Richieste al Tribunale per i minorenni e ai Giudici Tutelari

È urgente che in attuazione a quanto disposto dal­l'art. 9 della legge 184/83 vengano disposti accerta­menti immediati sui minori ricoverati in strutture a partire da quelli che non hanno rapporti con i loro familiari e che non rientrano mai a casa.

Milano, 25 novembre 1998

 

 

L'AFFIDAMENTO FAMILIARE NON È UN APPALTO DI PULIZIE DA ASSEGNARE A CHI OFFRE DI MENO

 

Esprimiamo il nostro profondo dissenso in merito al bando dell'ASL 3 - Lombardia con cui è stata

indetta una gara per l'appalto della gestione al prez­zo più basso dell'Ufficio Centrale Affidi. È in gioco la vita di bambini con situazioni personali e familiari complesse e difficili, che richiedono interventi coor­dinati da parte delle diverse istituzioni coinvolte: Comuni, ASL, tribunale per i minorenni e giudici tutelari, scuole.

È scandaloso che l'appalto venga inoltre aggiudicato alla ditta che offre il prezzo più basso.

Premesso che secondo quanto stabilito dalla legge del 4-5-1983 n. 184 della "Disciplina dell'ado­zione e dell'affidamento dei minori", l'affidamento familiare deve essere disposto dai servizi locali nei confronti dei minori temporaneamente privi di un ambiente familiare idoneo, nel bando non si fa riferi­mento:

• alle leggi nazionali e regionali in merito;

• alle delibere specifiche dell'ASL o dei Comuni dell'ex USSL 29, alle provvidenze e rimborsi spese per gli affidatari, ecc.;

• a quale ente compete l'individuazione dei bam­bini da affidare; l'elaborazione del relativo progetto, chi decide tempi e modalità di abbinamento minori­affidatari, chi interviene nei confronti della famiglia d'origine, chi decide la conclusione dell'affidamento, chi tiene i rapporti con l'autorità giudiziaria, ecc.

 

Va garantita la continuità degli interventi

Le persone che danno la loro disponibilità all'affi­damento a chi si rivolgono? Alla ditta che ha vinto il bando "al prezzo più basso"? Quali garanzie dà la ditta perché non ci siano discriminazioni nei loro confronti di ordine politico, religioso, ecc.?

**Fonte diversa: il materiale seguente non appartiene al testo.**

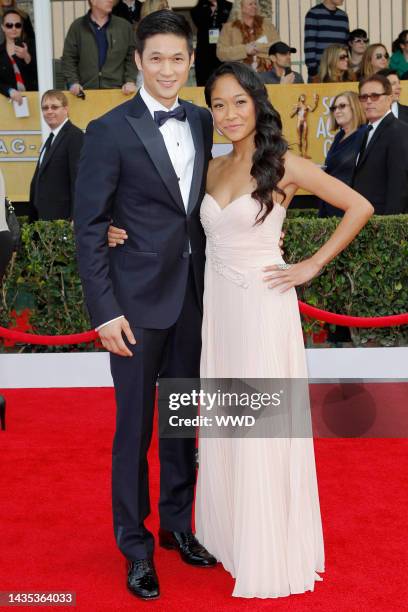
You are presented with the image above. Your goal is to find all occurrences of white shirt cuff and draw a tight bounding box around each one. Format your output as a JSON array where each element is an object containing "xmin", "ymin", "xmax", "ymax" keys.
[{"xmin": 95, "ymin": 315, "xmax": 125, "ymax": 331}]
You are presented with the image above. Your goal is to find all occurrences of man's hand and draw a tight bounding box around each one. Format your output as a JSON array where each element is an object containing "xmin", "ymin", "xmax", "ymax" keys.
[
  {"xmin": 69, "ymin": 83, "xmax": 83, "ymax": 96},
  {"xmin": 245, "ymin": 43, "xmax": 257, "ymax": 55},
  {"xmin": 108, "ymin": 225, "xmax": 128, "ymax": 247},
  {"xmin": 98, "ymin": 317, "xmax": 136, "ymax": 357},
  {"xmin": 122, "ymin": 81, "xmax": 136, "ymax": 96},
  {"xmin": 278, "ymin": 232, "xmax": 285, "ymax": 255},
  {"xmin": 10, "ymin": 89, "xmax": 23, "ymax": 106},
  {"xmin": 263, "ymin": 258, "xmax": 320, "ymax": 293}
]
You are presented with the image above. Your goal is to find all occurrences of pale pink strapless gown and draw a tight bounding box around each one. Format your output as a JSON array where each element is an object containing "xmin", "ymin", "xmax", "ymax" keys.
[{"xmin": 196, "ymin": 194, "xmax": 324, "ymax": 598}]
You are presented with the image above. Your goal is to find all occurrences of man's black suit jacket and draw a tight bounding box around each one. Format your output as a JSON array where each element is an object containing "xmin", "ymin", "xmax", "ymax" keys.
[
  {"xmin": 398, "ymin": 102, "xmax": 408, "ymax": 123},
  {"xmin": 352, "ymin": 113, "xmax": 408, "ymax": 215},
  {"xmin": 29, "ymin": 120, "xmax": 84, "ymax": 221},
  {"xmin": 74, "ymin": 94, "xmax": 213, "ymax": 329}
]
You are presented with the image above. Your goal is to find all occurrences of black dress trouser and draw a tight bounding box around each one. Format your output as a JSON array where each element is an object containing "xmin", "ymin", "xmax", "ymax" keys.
[
  {"xmin": 111, "ymin": 262, "xmax": 202, "ymax": 560},
  {"xmin": 0, "ymin": 230, "xmax": 13, "ymax": 282}
]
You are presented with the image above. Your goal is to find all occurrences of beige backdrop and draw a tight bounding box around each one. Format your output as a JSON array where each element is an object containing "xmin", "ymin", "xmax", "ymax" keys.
[{"xmin": 0, "ymin": 82, "xmax": 408, "ymax": 202}]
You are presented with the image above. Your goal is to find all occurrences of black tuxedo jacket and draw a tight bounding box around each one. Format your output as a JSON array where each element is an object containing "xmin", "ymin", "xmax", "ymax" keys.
[
  {"xmin": 398, "ymin": 102, "xmax": 408, "ymax": 123},
  {"xmin": 352, "ymin": 113, "xmax": 408, "ymax": 215},
  {"xmin": 74, "ymin": 94, "xmax": 213, "ymax": 329},
  {"xmin": 29, "ymin": 120, "xmax": 84, "ymax": 221}
]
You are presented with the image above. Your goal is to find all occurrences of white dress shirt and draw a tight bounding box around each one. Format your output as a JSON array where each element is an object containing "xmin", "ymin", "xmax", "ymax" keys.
[
  {"xmin": 96, "ymin": 86, "xmax": 195, "ymax": 331},
  {"xmin": 140, "ymin": 86, "xmax": 195, "ymax": 210},
  {"xmin": 40, "ymin": 117, "xmax": 68, "ymax": 165},
  {"xmin": 366, "ymin": 109, "xmax": 392, "ymax": 148}
]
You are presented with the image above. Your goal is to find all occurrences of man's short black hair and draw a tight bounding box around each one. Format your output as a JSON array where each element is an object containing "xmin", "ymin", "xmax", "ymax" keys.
[
  {"xmin": 376, "ymin": 68, "xmax": 399, "ymax": 79},
  {"xmin": 349, "ymin": 28, "xmax": 368, "ymax": 42},
  {"xmin": 136, "ymin": 9, "xmax": 193, "ymax": 56}
]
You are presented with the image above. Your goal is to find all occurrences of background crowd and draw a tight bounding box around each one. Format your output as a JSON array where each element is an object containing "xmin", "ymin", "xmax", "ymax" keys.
[{"xmin": 0, "ymin": 0, "xmax": 408, "ymax": 220}]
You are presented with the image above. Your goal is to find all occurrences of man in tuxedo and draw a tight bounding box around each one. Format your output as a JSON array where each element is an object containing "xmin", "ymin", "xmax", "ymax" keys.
[
  {"xmin": 352, "ymin": 74, "xmax": 408, "ymax": 215},
  {"xmin": 377, "ymin": 68, "xmax": 408, "ymax": 123},
  {"xmin": 29, "ymin": 89, "xmax": 84, "ymax": 221},
  {"xmin": 74, "ymin": 10, "xmax": 216, "ymax": 599}
]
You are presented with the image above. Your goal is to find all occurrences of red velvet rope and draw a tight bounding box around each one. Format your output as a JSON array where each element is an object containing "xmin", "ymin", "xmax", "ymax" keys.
[{"xmin": 0, "ymin": 300, "xmax": 408, "ymax": 346}]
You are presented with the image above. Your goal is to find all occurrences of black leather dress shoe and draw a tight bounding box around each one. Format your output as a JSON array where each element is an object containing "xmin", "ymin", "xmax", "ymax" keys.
[
  {"xmin": 159, "ymin": 529, "xmax": 217, "ymax": 567},
  {"xmin": 127, "ymin": 559, "xmax": 160, "ymax": 599}
]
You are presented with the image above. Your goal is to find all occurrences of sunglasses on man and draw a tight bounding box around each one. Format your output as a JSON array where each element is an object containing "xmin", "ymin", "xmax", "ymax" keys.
[{"xmin": 358, "ymin": 93, "xmax": 389, "ymax": 102}]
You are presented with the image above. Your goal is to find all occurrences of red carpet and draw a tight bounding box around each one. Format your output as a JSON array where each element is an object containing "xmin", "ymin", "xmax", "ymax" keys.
[{"xmin": 0, "ymin": 389, "xmax": 408, "ymax": 612}]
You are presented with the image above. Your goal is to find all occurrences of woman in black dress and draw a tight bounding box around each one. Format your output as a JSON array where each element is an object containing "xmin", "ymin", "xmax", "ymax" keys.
[
  {"xmin": 319, "ymin": 91, "xmax": 366, "ymax": 217},
  {"xmin": 0, "ymin": 9, "xmax": 38, "ymax": 104}
]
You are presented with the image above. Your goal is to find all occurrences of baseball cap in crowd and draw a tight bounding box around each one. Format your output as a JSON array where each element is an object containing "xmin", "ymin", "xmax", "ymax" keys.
[{"xmin": 269, "ymin": 42, "xmax": 296, "ymax": 55}]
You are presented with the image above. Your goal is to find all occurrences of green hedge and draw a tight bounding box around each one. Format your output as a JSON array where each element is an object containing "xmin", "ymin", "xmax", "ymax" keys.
[{"xmin": 0, "ymin": 213, "xmax": 408, "ymax": 352}]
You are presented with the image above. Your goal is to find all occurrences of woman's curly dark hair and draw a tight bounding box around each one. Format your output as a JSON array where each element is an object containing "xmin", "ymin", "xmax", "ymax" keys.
[{"xmin": 204, "ymin": 62, "xmax": 288, "ymax": 223}]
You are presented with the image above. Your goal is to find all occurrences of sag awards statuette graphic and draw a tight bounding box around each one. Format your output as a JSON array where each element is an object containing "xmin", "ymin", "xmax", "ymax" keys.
[{"xmin": 290, "ymin": 93, "xmax": 319, "ymax": 159}]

Siamo molto preoccupati per il futuro dei bam­bini e delle loro famiglie in difficoltà svenduti al prezzo più basso dagli enti pubblici.

I soldi ci sono, non si deve risparmiare sulla pelle dei bambini in difficoltà!

Chiediamo che i Comuni si riapproprino delle loro competenze specifiche sull'affidamento ritirando la delega all'ASL e programmino la gestione degli interventi consultando preventivamente i gruppi e le associazioni interessate, compresa I'ANFAA.

L'ANFAA intende dare il proprio contributo per l'impostazione del servizio come associazione di volontariato impegnata da oltre 35 anni dalla parte dei bambini in difficoltà. Precisa a scanso di equivo­ci che non è interessata a nessuna forma di gestio­ne.